Considerada uma das pessoas mais influentes pela Time Magazine, Elena Ferrante é, também, uma das mais misteriosas. Sabe-se que o nome é um pseudónimo, mas quem a ele estará associado desconhece-se. Em teoria trata-se de uma escritora italiana, mas há alguns estudos ou investigações que apontam tratar-se de uma parceria entre vários autores. Entre as entrevistas e a sua obra percebe-se o vasto conhecimento literário, diz ter nascido em Nápoles e ter três irmãs.
Talvez devesse ter explorado esta escritora primeiro noutro formato, mas curiosamente, foi na banda desenhada que investi primeiro. Talvez porque o tempo do investimento fosse mais curto. A banda desenhada foi publicada em Portugal pela Relógio d’Água.
A Amiga Genial começa com a infância da narradora, mostrando os inícios da amizade que compõe o elemento central do enredo. Rafaella e Elena vivem no mesmo bairro de Nápoles, e juntam as bonecas em brincadeiras curiosas. Mas enquanto a narradora apresenta uma perspectiva mais inocente ou pelo menos mais contida, a amiga é a provocadora que espicaça a exploração de algo mais – ora o sítio proibido para onde atira a boneca para assim usar o pretexto para lá ir, ora os limites do bairro do qual não devem sair.



A narradora parece ir seguindo alguns dos passos da amiga. Ora por instigação, ora por vontade própria ou um género de pirraça interna. Nem sempre este seguimento corre bem. A narradora é menos bonita e menos atraente, ficando nas sombras, enquanto a amiga parece ser o alvo de todas as atenções. Mas enquanto uma se esforça por estudar, a outra descarta as possibilidades que lhe surgem, ainda que consiga concretizar disciplina com o mínimo de esforço e o máximo de aproveitamento.
Episódio a episódio, nota-se um desentendimento. Ou um afastamento. Vivendo no mesmo bairro é impossível não saberem uma da outra, mas com o decorrer do tempo, passam a possuir a dualidade de quem parece não se conhecer mas de quem já partilhou segredos e confissões. Os destinos, esses, serão curiosos – quase previsíveis e enfadonhos, algo medíocres e desperdiçados.

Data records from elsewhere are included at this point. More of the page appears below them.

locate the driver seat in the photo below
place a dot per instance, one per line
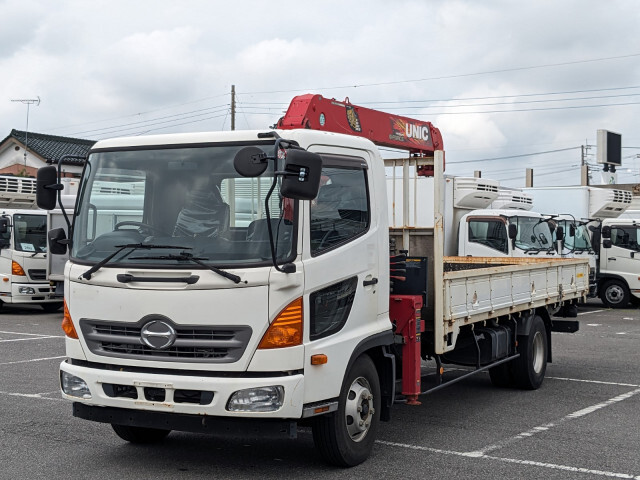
(205, 214)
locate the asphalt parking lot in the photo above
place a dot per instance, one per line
(583, 423)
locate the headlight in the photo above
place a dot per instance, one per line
(74, 386)
(259, 399)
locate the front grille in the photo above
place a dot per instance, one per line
(37, 273)
(223, 344)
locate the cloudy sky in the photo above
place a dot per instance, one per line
(530, 81)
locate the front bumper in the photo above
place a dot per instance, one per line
(155, 392)
(42, 293)
(187, 423)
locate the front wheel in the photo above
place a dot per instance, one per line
(140, 435)
(615, 294)
(529, 368)
(345, 438)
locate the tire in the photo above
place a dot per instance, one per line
(501, 375)
(140, 435)
(345, 438)
(51, 307)
(615, 294)
(529, 368)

A visão inicia-se infantil. Mas nem por isso totalmente inocente. Sem referências adultas ou acusações sérias, percebemos que naquele bairro pobre, nem tudo é linear e simples. Alguns adultos trabalham arduamente. Outros parecem ser muito mais ricos e ter muito mais respeito dos restantes. Existe uma sombra que espreita sobre o quotidiano do bairro e sobre o destino das jovens. Algo que parece ser constante na narrativa e que nos faz esperar uma desgraça.



Mas afinal que têm estas duas jovens de especial? Nada e tudo. E diria que é aqui que A Amiga Genial se destaca. O foco encontra-se em duas jovens, peculiares e únicas em si, mas que não fosse a narrativa e seriam banais. Em suma, duas pessoas singulares, como todas as outras.

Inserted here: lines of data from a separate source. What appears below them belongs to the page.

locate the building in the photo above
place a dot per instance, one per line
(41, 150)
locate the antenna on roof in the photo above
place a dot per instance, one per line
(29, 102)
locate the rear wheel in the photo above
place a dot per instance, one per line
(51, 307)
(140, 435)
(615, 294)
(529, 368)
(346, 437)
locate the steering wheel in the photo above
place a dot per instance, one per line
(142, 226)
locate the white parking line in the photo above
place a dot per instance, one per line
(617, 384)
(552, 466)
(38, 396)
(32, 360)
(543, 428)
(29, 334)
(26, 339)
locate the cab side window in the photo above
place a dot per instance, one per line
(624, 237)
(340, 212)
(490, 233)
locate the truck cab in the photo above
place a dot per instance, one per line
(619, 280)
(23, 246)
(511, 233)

Em termos de banda desenhada, trata-se de uma adaptação competente. As imagens apesar de pouco focadas transmitem o movimento e o espaço, tornando desnecessárias verborreias. Visualmente, o resultado não me é dos mais agradáveis, mas cumpre o seu papel em criar ambiente e transmitir informação – uma aura um pouco experimental. O texto, esse, está reduzido ao essencial e neste essencial tudo se transmite.